ちなみに、10年物円スワップ金利は現在0.75%程度の水準であり、YCCの廃止は既に織り込まれていると思われますが、もちろん、実際にYCCが廃止された場合、スワップ金利はレートはさらに上昇する可能性が高くなります。

10年ドルスワップレートが50bp上昇し、10年ドルスワップ金利が据え置かれた場合、ドル/円は8円程度上昇。 しかし、現実には10年ドルスワップ金利も上昇し、その動きは計算通りにはいかない。

日米の10年金利差とドル/円の関係を分析すると、長期的に一定ではないことがわかります。 例えば、1990 年 4 月頃にドル/円が 160 円台まで上昇し、2011 年 2 月頃にドル/円が 80 円台であったとき、日米 10 スワップ金利差は現在のレベル。 .

2月10日頃に予定されている次期日銀総裁・副総裁の候補者発表後、国会で候補者の公聴会が行われますが、現状の金融政策を踏襲する旨の発言以外は期待できません。 .

そして、3 月 9 日から 10 日に開催される次回の金融政策決定会合まで、まだ約 7 週間あります。 その場合、日米金利差がドル/円に与える影響という観点からは、当面は米国金利の動きが重要になると思われる。

連邦準備制度理事会 (FRB) の先物市場は、米連邦準備制度理事会 (FRB) による来年末までの約 200 ベーシス ポイントの利下げを織り込んでいます。 現れる。

当社の米国債ストラテジストは、10 年国債利回りが今年上半期に 4.0% に上昇し、年末までに現在の水準に戻ると予想しています。 すべてが予想通りに進み、ドル/円の為替レートが現在の 10 年物日米 10 年物スワップ レート スプレッドと 1 年を通じて相関していると仮定すると、ドル/円は上半期に 8 円上昇します。年、その後8円まで下落。 円が減価して現在の水準に戻る計算です。

つまり、前述の日本銀行による YCC の事実上の廃止の影響は、現在の水準からではなく、米国の長期金利がある程度上昇した後に検討する必要があります。 今後 7 週間で、米国雇用統計は 2 回、米国連邦公開市場委員会 (FOMC) と米国消費者物価指数 (CPI) はそれぞれ 1 回発表される予定です。 それは奇妙ではありません。

編集:玉木和彦

(このコラムはロイター外国為替フォーラムに投稿されました。著者の個人的な意見に基づいて書かれています。)
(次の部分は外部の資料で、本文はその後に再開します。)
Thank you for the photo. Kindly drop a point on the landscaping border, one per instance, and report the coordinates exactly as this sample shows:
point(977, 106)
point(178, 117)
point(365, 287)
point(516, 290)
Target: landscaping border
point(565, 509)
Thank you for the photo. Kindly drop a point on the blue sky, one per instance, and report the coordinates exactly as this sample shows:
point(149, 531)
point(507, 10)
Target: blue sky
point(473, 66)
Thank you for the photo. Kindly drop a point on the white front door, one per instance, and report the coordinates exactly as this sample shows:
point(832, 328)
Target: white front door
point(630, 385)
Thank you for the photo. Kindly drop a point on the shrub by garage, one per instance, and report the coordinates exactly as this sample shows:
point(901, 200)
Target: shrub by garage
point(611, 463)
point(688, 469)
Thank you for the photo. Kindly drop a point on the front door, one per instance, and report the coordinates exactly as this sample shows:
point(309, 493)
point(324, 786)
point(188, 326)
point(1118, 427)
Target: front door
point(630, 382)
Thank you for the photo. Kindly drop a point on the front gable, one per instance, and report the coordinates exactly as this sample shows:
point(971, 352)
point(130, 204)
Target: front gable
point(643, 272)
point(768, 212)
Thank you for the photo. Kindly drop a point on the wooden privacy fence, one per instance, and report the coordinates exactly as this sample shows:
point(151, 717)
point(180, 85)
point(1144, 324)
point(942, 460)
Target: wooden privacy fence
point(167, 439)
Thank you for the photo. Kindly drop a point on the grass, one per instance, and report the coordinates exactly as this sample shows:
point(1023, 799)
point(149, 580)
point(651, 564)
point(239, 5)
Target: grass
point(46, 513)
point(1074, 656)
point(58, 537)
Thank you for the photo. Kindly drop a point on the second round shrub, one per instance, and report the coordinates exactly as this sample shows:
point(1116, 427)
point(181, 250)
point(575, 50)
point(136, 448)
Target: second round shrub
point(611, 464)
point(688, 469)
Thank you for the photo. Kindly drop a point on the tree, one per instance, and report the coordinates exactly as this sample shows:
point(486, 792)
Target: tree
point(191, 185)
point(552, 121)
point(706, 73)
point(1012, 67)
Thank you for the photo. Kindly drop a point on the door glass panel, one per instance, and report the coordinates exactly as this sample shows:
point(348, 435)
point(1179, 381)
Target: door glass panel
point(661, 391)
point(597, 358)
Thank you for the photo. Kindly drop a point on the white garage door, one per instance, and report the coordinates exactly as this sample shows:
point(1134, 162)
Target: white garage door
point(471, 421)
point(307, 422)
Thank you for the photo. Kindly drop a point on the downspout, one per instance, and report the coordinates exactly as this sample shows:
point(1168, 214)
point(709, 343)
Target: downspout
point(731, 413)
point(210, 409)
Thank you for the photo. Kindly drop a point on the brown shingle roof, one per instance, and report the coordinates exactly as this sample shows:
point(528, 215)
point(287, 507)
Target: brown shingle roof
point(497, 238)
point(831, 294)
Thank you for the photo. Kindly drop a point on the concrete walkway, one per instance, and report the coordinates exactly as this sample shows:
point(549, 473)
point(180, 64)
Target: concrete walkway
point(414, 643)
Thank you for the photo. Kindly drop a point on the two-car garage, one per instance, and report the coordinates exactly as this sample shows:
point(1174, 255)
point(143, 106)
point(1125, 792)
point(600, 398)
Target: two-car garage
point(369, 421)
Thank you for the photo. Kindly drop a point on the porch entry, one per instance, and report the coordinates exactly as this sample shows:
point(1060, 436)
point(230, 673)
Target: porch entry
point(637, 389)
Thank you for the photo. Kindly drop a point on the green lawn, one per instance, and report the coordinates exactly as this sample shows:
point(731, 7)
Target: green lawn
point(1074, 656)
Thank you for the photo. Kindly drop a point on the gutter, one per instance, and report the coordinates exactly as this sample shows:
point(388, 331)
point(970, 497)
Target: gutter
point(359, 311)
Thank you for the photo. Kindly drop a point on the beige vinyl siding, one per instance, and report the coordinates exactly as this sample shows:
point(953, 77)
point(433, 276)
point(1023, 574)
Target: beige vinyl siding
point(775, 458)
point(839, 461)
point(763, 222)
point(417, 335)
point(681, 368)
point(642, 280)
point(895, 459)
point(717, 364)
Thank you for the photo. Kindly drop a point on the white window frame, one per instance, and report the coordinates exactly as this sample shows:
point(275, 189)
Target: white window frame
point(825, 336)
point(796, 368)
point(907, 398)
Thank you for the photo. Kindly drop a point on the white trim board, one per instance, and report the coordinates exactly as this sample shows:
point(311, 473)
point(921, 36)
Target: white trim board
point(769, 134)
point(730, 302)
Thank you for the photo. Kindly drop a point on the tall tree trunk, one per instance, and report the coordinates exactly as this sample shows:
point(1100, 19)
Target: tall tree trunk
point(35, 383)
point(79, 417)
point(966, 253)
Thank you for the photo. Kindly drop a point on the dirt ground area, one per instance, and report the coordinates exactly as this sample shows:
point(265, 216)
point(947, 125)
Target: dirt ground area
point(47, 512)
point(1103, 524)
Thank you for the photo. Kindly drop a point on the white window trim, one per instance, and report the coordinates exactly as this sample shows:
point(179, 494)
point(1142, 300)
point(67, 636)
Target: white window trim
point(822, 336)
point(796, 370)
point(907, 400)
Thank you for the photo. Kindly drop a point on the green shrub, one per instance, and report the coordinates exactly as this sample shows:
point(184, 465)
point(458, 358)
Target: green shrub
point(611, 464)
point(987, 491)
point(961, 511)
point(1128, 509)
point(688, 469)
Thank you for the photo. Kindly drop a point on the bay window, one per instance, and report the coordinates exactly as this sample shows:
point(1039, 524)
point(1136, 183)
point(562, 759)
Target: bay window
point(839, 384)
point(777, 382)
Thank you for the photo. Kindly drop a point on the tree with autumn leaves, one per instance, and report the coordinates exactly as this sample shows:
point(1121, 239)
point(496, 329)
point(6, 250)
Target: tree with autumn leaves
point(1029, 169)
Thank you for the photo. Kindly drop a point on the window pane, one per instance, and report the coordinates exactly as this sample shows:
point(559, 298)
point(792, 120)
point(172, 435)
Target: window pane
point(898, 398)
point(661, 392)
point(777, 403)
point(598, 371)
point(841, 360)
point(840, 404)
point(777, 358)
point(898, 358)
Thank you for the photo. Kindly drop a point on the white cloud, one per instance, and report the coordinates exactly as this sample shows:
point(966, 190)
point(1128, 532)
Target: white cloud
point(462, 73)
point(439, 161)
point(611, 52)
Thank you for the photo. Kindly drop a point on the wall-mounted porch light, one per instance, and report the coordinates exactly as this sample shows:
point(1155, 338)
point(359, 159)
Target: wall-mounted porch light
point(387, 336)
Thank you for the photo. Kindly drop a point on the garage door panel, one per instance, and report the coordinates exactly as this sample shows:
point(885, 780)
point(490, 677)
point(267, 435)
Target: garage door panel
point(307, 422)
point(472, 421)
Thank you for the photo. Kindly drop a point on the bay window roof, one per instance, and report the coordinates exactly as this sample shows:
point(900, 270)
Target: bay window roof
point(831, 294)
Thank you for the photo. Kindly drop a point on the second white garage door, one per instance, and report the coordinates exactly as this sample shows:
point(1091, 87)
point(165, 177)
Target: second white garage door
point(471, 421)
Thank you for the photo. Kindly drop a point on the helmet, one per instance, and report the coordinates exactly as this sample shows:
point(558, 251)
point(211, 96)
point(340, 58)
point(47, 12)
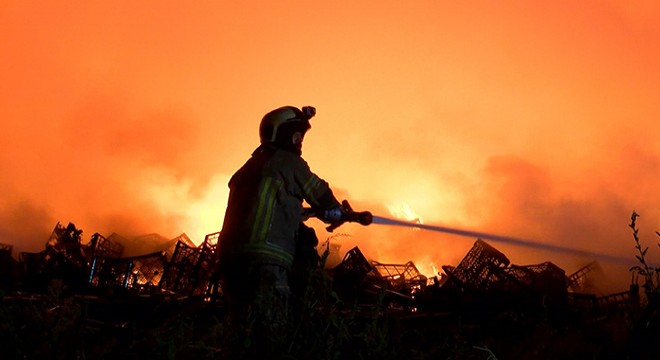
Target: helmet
point(284, 117)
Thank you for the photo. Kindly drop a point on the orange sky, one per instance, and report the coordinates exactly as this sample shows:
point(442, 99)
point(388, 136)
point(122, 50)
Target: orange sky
point(531, 119)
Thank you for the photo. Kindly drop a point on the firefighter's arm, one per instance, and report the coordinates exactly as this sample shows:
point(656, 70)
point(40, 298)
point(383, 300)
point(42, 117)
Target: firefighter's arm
point(325, 206)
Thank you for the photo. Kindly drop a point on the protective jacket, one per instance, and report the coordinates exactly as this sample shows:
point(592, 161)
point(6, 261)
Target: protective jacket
point(265, 207)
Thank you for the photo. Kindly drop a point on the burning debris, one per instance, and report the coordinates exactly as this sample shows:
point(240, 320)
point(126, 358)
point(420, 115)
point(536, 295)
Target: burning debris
point(121, 291)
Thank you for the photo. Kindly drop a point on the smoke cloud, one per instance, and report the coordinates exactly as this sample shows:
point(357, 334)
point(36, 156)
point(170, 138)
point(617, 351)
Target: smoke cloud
point(530, 120)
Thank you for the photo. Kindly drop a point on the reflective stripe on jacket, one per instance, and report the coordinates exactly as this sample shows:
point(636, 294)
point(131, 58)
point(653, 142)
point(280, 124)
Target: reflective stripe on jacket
point(265, 206)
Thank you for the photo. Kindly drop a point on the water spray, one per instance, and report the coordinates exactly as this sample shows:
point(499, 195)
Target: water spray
point(366, 218)
point(500, 238)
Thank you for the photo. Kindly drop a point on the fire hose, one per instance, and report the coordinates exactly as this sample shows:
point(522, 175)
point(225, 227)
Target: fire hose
point(366, 218)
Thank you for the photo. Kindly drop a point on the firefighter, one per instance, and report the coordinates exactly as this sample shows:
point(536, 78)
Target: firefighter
point(263, 228)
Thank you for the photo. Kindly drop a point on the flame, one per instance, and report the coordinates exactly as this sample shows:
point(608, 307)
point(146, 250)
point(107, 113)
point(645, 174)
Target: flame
point(403, 211)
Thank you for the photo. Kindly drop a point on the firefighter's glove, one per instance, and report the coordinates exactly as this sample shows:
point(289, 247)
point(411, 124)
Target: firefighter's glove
point(341, 214)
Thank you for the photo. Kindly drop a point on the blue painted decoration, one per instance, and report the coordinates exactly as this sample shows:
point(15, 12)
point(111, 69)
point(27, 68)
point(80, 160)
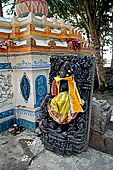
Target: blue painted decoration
point(25, 87)
point(41, 89)
point(5, 66)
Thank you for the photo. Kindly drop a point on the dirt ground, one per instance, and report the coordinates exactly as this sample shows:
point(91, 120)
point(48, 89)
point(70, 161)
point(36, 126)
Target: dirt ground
point(106, 95)
point(26, 152)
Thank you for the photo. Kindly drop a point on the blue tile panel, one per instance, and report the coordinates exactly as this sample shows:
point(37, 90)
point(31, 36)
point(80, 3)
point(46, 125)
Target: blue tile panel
point(41, 89)
point(7, 124)
point(6, 113)
point(21, 122)
point(27, 124)
point(5, 66)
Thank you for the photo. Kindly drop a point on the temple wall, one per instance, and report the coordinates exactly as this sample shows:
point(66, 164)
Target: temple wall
point(25, 65)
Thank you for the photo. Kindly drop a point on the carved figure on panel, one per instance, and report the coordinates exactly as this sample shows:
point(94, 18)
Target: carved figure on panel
point(5, 88)
point(65, 112)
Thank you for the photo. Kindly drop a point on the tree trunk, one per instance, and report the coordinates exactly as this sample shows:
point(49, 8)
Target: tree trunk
point(1, 9)
point(99, 61)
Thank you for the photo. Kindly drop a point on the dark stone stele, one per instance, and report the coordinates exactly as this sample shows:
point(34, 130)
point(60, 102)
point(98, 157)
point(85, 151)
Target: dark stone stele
point(71, 138)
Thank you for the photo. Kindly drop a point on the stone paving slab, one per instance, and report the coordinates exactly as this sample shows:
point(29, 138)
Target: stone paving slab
point(12, 152)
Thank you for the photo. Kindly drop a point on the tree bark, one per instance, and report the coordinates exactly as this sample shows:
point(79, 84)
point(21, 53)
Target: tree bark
point(1, 9)
point(99, 61)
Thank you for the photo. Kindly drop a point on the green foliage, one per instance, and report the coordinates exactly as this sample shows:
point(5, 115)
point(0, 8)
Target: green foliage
point(91, 16)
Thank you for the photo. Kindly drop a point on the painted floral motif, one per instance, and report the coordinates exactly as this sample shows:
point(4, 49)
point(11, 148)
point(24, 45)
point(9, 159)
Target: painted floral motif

* 佐々木徹は、JP モルガン チェース銀行の市場調査責任者兼マネージング ディレクターです。 1992年上智大学卒業後、日本銀行入行。 2003 年 4 月に JP モルガン チェース銀行に入社し、調査統計局、国際局の外国為替局、ニューヨーク オフィスでの勤務を経て、 彼の著書には、「インフレは本当に収入を増やすのか?」などがあります。 そして「円安日本円高」。